For the many years where the only allergen I needed to avoid was dairy, Asian restaurants of most types were a saving grace. With the exception of Indian cuisine, which uses cream and butter, most cuisines of the Asian continent use little to no dairy.
Now that there are more allergens in my arsenal, it’s not quite as simple. But what is reasonably simple is learning to adapt recipes at home. I like that stir fry is an excellent way to incorporate a lot of vegetables into one dish, with meat as a flavoring rather than the focus — and you can make a vegan version by either substituting tofu or seitan for the meat.

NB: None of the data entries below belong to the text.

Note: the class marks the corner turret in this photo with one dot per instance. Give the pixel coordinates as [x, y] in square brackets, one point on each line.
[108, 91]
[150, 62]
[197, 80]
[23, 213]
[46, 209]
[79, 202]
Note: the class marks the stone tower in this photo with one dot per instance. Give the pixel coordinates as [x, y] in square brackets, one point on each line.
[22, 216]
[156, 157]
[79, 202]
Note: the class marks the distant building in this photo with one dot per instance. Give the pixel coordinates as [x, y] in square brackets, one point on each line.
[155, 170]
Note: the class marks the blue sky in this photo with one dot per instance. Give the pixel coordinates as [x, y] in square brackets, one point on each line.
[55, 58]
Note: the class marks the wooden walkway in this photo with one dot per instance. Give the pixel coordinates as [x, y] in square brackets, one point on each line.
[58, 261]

This marinade should work well for either, but I have not tried it since I can’t eat either anymore.
Year of the Snake Stir Fry
- 1 teaspoon toasted sesame oil
- 1 1/4 teaspoon crushed garlic (2-3 cloves)

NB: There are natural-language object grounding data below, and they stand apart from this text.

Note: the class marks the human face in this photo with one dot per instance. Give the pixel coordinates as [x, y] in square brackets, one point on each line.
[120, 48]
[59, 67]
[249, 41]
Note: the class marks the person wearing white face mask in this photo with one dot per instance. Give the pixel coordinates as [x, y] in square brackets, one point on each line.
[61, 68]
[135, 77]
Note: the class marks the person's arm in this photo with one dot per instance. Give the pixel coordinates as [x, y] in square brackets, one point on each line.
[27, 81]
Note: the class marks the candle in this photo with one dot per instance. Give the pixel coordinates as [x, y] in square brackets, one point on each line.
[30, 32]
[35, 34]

- 1 Tablespoon, rounded, crushed or grated ginger
- 2 Tablespoons gluten-free tamari (soy sauce)
- 3 Tablespoons rice wine vinegar
- 4 Tablespoons mirin (Japanese cooking wine) or dry cooking sherry
- 1/2 to 3/4 of a pound of thin cut pork sirloin, cut into bite-sized chunks
- 1 cup thinly sliced onions.
Get rice cooking. I can’t give you a recipe or time — read your package or your rice cooker directions. I am generally hopeless at cooking rice. My Chinese ancestors would be less than best pleased.
Stir fry with
- 1/4 cup yellow bell pepper, sliced thin
- 1 cup celery, chopped
- 1 cup broccoli florets
- 1 cup of sugar snap peas, whole
- 1 cup of mushroom pieces, broken instead of sliced
- 1/4 cup of celery leaves, chopped
This makes a lot of stir fry. I tend to stir fry the ingredients in rounds, each ingredient separately — meat first, and then through the veggies. Strain the marinade out — you want to fry the meat, not boil it — and discard. Stir fry until cooked through, and then remove from pan. Cook the peppers. Remove. I stir fry in canola oil, and use it sparingly adding a tiny bit with each ingredient.
When all your food is cooked, dump it all back in the wok, turn the burner off, and give it a few minutes to meld.
Serve over rice. Or, you know, dump some rice in to flavor meld, too.